Published: Thu 11 May 2023, 6:00 AM

Last updated: Thu 11 May 2023, 3:31 PM

It's time to indulge in the sweet, juicy goodness of the king of fruits, as the mango season is finally here. Markets in Dubai and Sharjah are abuzz with activity as vendors compete to sell the best and freshest mangoes to eager customers.

Al Awir Market

Here, purchasing Indian Alphonso mangoes at a bargain price of just Dh3 will be easy - if you possess exceptional bargaining skills.

As soon as you park your vehicle, you are greeted by a vendor with a beaming smile, who will enthusiastically share information about the mango and its varieties. Upon entering the market, vendors from every stall will vie for your attention, tempting you with boasts about the freshness, quality, and price of their mangoes.

Al Awir Market is a treat for your senses - scent, visual, and touch. As you step in, the pleasant aroma of ripe fruits is evident. The vibrant hues of the fruits on display catch your eye and compel you to touch and feel the freshness of the mangoes.

You can’t avoid sampling the juicy goodness of the fruit on offer while moving from stall to stall!

Available varieties: Indian varieties (Alphonso, Badami, and Kesari) and one Yemen variety

“Currently, the market offers three varieties of Indian and a Yemen mango variety,” said Anees Mohammed, a vendor at stall 174 at Al Awir Market.

“No doubt, the Indian Alphonso is always in demand, and we sell over 30 boxes ranging from 3 kilograms to 5 kilograms daily. During weekends the number shoots up to a hundred cartons,” added Mohammed.

The price depends on your bargaining skills, and the regular price at this market starts at Dh20 a carton for Alphonso and Dh18 for a carton of Badami and Kesari. However, Yemen mangoes are a bit higher, costing Dh25 a carton.

Waterfront Market

This fruit market is a world of richness and splendour. As you step into the air-conditioned hall, the smell of fresh fruits grips your senses. Stalls here showcase the finest fruits from around the world, arranged to buy and eat.

The prices of the fruits here are slightly higher, but for those who can afford them, they are worth every penny.

However, there are only a few varieties of mangoes here, but the vendors are eagerly awaiting the most anticipated and loved mangoes from Pakistan. “We sell over 50 boxes of mangoes every day. However, on weekends the number doubles or triples,” said Inamullah, a vendor at stall number 36.

“People do not come to purchase just mangoes. But once the Pakistani mangoes arrive, the atmosphere is completely different. We cannot even take a break to freshen up or for snacks,” added Inamullah.

A box of Indian mangoes at the Waterfront Market starts at Dh25, going up to Dh40 for a box of Alphonso mango weighing under 5 kilograms.
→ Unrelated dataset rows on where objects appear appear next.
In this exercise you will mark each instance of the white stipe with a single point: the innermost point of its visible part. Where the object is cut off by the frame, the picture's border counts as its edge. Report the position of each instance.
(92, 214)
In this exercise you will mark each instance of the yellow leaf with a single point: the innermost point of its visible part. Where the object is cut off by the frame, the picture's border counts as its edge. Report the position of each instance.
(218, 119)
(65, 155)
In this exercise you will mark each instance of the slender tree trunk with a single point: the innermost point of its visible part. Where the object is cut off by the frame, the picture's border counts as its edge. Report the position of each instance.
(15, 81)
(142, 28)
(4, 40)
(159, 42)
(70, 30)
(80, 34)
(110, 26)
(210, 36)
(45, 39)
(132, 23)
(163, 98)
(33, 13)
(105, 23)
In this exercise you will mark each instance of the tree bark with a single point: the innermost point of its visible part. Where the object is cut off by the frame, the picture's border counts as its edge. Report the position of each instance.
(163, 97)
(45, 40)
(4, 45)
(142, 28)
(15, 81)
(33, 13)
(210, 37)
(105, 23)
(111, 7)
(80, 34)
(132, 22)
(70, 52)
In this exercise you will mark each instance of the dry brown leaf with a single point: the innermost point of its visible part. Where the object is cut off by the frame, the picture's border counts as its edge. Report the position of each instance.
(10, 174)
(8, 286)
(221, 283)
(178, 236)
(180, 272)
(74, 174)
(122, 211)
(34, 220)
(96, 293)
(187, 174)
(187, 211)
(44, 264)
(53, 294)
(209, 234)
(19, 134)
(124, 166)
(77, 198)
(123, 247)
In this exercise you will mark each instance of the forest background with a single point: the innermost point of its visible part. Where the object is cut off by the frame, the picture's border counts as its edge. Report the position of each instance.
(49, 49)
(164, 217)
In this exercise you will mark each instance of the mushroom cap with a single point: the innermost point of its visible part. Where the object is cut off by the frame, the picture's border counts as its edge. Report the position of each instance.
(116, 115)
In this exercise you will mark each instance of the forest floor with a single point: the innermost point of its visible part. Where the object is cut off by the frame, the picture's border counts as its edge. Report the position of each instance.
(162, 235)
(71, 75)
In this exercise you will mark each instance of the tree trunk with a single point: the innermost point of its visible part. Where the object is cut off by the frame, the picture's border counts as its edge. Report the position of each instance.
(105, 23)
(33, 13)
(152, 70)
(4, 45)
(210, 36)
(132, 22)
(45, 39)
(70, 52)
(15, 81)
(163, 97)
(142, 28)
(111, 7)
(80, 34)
There are two varieties of Yemeni mangoes. “At the moment people do not prefer them as Alphonso mangoes steal the limelight,” said Inamullah.

Jubail Market Sharjah

For those residing in Sharjah and who cannot travel to Dubai to get these mangoes, fret not! Souq Al Jubail is a haven for mango lovers, offering a huge variety. The famous Alphonso mango, as always, will leave you in awe among the many mango varieties available at the market.

At stall A12 in Souq Al Jubail, Ashraf Hussain reveals the secret to maximising the taste of mangoes.

“Often, people consume the fruit before it is perfectly ripe, leading to disappointment with the taste. To ensure a delightful experience, it is essential to inquire about the date of harvesting and count the number of days. The ideal time for consumption is between the 15th and 20th day post-harvest, as it provides the perfect treat for your taste buds,” said Ashraf.

Similar to the vendors at the Waterfront Market, those at Souq Al Jubail are also eagerly anticipating the arrival of Pakistani mangoes.

“[The] season of Indian mangoes is nearing its end. Soon, in the coming days, we will be receiving mangoes from Pakistan, which will be a festive season,” said Sadiq, a fruit vendor at the market.